This is an archive of the discontinued LLVM Phabricator instance.

[ubsan] Port the function sanitizer to C
Changes PlannedPublic

Authored by vsk on Sep 22 2017, 5:35 PM.

Details

Reviewers
pcc
pete
arphaman
Summary

The function sanitizer relies on RTTI to check callee types, but this
scheme doesn't work well in languages without the ODR.

This patch introduces a simple, best-effort function type encoding
which can be used when RTTI isn't available. In this scheme, function
types are encoded within 32 bits. The return type and all parameter
types are recorded using a 3-bit encoding. Zero is a special value in
the 3-bit encoding which means "there is either no type here OR any type
would be permissible here".

This scheme allows false negatives, but not false positives. It's simple
and does not require any changes to the instrumentation.

Testing: I've found some minor issues with the new check, and no FPs.

https://trac.ffmpeg.org/ticket/6685
https://github.com/openssl/openssl/issues/4413

Diff Detail

Event Timeline

vsk updated this revision to Diff 116453.Sep 22 2017, 6:13 PM
  • Remove some noisy changes.
vsk edited the summary of this revision. (Show Details)Sep 24 2017, 7:30 PM
pcc edited edge metadata.Oct 3 2017, 3:44 PM

Wouldn't we get false positives if there is an indirect call in C++ code that calls into C code (or vice versa)?

I think I'd prefer it if we came up with a precise encoding of function types that was independent of RTTI, and use it in all languages.
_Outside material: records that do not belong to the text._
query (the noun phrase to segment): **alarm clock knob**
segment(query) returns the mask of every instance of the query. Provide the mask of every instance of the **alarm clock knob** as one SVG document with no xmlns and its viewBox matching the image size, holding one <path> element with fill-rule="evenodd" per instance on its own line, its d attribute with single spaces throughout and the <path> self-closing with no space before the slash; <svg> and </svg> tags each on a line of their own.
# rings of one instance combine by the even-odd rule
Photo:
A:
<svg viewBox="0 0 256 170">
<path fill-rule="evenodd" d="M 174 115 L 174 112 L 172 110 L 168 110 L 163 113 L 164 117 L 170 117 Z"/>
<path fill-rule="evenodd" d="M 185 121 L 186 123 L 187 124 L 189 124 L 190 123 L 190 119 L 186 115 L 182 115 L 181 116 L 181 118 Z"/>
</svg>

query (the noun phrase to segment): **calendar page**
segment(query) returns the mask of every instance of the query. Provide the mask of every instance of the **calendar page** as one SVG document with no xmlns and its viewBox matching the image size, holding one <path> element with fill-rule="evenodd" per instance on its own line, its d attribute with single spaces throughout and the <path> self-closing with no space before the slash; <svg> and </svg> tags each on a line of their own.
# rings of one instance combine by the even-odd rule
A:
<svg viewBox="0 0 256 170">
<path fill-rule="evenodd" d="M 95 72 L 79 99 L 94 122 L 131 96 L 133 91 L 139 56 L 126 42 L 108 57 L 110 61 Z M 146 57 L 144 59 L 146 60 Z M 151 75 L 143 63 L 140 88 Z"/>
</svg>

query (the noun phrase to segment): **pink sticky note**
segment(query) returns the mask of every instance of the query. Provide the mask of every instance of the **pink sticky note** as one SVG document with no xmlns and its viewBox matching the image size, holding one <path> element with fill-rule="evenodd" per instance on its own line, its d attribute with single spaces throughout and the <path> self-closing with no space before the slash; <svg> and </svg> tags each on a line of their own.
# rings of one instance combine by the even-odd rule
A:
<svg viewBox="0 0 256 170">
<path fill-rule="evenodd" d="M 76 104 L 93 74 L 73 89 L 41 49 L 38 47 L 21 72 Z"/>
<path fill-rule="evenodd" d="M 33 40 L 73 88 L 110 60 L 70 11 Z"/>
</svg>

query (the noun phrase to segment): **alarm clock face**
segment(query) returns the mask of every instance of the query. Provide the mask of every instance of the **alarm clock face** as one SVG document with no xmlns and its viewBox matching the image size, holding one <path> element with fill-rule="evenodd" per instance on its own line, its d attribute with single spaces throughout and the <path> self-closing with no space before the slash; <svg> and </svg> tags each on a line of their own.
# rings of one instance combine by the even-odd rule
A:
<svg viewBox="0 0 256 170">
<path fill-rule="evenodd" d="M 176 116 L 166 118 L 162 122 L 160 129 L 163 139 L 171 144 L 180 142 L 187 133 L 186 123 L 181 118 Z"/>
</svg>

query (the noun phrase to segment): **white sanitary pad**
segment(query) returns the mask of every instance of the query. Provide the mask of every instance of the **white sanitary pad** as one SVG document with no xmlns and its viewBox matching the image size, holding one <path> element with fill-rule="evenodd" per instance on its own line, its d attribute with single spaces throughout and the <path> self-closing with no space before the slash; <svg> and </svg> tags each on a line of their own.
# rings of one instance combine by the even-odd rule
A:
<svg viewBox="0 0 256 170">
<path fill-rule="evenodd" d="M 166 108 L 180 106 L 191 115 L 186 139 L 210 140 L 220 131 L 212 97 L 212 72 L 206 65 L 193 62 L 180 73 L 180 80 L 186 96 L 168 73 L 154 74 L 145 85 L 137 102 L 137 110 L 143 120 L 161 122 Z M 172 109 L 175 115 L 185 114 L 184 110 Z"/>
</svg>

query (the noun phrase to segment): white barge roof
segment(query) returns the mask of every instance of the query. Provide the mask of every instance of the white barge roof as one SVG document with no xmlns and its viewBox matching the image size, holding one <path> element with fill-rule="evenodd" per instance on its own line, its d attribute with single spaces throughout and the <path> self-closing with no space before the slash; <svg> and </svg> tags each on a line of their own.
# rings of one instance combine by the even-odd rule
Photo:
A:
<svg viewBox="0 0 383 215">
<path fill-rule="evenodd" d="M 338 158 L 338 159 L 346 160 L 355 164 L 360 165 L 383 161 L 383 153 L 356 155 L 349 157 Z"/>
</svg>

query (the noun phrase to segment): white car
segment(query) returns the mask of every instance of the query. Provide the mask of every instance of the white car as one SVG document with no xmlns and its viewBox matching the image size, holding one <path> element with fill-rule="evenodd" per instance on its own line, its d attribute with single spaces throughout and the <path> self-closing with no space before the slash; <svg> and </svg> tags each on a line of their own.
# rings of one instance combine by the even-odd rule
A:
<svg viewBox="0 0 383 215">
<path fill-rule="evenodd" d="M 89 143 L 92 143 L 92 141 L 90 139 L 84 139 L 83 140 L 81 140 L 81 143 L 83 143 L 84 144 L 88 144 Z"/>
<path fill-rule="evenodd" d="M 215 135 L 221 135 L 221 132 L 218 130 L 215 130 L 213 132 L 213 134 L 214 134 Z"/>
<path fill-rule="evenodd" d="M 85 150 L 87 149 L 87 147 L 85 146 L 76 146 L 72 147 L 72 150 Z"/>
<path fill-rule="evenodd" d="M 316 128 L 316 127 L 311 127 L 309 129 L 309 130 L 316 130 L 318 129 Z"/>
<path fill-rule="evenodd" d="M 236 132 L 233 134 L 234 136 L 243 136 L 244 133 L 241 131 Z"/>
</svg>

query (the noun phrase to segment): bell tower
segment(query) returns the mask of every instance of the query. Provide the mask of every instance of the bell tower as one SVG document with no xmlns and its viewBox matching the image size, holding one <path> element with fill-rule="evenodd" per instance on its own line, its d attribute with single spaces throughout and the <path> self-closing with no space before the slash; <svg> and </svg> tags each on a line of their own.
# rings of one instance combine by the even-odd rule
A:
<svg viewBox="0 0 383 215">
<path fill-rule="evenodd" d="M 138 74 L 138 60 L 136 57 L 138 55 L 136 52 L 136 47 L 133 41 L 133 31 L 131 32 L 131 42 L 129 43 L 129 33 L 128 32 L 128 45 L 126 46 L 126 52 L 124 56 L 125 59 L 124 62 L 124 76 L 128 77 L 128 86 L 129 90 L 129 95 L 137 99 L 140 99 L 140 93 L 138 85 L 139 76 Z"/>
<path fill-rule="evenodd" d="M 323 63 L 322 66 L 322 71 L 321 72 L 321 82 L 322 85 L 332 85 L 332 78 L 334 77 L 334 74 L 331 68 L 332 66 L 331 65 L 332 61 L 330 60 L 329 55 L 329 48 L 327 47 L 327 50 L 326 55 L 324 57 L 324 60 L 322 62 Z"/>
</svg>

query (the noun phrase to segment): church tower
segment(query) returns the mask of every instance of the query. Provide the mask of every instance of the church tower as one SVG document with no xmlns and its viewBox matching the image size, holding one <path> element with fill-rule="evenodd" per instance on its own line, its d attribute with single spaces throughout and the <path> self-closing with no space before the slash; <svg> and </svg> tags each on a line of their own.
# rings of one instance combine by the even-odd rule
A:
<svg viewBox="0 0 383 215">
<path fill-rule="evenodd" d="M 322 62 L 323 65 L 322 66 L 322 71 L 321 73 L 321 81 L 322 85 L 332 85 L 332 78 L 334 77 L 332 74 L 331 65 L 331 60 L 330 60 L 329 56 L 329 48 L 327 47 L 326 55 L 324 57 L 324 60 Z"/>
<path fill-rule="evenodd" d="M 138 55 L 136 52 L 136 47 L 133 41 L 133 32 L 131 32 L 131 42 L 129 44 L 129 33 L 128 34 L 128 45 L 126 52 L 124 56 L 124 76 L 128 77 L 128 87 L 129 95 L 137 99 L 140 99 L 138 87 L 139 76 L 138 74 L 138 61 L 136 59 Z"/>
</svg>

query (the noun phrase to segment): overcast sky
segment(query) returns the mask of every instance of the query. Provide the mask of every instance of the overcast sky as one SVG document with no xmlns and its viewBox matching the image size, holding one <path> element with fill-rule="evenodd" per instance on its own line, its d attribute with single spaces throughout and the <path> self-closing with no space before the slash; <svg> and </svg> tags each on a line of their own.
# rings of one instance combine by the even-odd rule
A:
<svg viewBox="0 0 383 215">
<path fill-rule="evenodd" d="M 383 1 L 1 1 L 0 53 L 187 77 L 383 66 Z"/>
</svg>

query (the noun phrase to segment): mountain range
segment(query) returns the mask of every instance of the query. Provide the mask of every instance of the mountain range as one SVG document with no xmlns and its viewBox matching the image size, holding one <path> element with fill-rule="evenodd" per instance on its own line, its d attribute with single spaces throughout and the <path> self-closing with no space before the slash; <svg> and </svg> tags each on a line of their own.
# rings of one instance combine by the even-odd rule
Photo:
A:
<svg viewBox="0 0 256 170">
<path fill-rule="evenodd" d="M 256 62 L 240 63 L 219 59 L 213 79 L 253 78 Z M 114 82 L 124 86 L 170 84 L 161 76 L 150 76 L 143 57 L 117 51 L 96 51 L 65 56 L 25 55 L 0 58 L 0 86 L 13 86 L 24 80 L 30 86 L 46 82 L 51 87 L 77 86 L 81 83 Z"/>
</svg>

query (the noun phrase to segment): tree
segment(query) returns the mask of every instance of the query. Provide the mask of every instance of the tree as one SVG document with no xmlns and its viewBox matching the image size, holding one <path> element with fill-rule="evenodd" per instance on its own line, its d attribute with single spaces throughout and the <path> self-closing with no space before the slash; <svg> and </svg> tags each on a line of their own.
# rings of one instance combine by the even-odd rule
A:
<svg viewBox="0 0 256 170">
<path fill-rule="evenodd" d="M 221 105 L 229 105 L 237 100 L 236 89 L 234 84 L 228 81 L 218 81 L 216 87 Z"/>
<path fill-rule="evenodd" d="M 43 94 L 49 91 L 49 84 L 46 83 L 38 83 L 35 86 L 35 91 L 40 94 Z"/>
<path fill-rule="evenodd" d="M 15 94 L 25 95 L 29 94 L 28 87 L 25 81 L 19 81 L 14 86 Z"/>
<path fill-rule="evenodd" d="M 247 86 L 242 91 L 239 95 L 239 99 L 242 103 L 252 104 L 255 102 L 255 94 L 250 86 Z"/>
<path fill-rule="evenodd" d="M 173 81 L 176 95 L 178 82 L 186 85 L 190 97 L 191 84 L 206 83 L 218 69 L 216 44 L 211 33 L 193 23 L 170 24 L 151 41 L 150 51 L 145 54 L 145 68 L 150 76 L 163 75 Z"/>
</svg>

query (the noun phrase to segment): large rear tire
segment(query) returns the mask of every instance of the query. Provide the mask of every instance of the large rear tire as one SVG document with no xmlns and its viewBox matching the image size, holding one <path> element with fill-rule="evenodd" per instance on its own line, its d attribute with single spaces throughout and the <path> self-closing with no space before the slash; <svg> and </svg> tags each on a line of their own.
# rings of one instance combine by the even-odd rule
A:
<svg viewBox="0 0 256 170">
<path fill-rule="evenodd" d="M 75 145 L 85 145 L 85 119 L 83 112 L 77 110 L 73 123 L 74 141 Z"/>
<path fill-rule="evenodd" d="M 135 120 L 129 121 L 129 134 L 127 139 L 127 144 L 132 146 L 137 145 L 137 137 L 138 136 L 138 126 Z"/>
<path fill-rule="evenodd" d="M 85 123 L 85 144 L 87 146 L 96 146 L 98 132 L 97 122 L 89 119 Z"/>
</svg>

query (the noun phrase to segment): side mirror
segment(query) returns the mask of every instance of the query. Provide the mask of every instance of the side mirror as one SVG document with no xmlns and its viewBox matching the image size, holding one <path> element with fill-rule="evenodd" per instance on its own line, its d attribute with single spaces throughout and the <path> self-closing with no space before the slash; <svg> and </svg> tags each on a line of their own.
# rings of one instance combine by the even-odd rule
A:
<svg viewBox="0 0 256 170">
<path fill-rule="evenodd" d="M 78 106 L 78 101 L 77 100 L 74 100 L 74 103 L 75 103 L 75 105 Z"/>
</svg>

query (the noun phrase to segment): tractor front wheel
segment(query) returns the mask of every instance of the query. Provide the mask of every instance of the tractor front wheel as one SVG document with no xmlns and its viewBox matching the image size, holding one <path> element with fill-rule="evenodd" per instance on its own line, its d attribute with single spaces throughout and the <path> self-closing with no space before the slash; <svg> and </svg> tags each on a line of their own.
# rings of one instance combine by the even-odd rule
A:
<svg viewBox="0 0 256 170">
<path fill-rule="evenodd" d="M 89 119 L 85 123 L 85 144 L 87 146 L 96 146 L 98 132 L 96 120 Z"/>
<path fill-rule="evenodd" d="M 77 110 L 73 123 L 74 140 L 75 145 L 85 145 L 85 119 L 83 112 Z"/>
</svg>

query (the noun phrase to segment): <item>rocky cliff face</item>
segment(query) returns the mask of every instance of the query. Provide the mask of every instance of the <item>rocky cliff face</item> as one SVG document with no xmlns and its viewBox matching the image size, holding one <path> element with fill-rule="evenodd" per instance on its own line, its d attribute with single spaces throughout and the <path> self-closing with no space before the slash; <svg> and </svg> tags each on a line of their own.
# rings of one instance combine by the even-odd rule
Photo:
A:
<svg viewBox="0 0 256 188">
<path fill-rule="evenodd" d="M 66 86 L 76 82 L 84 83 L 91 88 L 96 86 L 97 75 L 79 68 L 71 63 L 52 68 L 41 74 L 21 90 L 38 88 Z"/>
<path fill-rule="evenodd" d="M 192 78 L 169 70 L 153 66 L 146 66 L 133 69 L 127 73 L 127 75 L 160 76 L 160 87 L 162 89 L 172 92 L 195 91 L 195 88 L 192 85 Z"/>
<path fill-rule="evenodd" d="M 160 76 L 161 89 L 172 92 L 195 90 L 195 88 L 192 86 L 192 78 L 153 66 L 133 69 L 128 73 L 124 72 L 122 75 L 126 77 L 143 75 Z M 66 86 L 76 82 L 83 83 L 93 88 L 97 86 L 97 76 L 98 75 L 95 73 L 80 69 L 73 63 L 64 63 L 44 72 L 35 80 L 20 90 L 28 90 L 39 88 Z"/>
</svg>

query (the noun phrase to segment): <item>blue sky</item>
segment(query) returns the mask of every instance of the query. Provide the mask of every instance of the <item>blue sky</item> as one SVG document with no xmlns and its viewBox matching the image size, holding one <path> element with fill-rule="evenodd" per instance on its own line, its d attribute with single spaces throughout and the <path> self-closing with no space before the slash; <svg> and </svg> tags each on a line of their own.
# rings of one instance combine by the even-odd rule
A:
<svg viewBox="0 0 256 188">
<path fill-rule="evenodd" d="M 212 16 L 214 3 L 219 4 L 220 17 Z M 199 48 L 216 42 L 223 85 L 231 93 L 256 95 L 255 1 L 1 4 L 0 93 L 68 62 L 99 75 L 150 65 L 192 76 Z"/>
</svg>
One possibility would be to represent each function type with an object of size 1 whose name contains the mangled function type, and use its address as the identity of the function type.

vsk planned changes to this revision.Oct 3 2017, 3:53 PM
In D38210#887635, @pcc wrote:

Wouldn't we get false positives if there is an indirect call in C++ code that calls into C code (or vice versa)?

Ah, right, I'm surprised I didn't hit that while testing.

I think I'd prefer it if we came up with a precise encoding of function types that was independent of RTTI, and use it in all languages. One possibility would be to represent each function type with an object of size 1 whose name contains the mangled function type, and use its address as the identity of the function type.

That makes sense. Like the RTTI object it could be made linkonce_odr.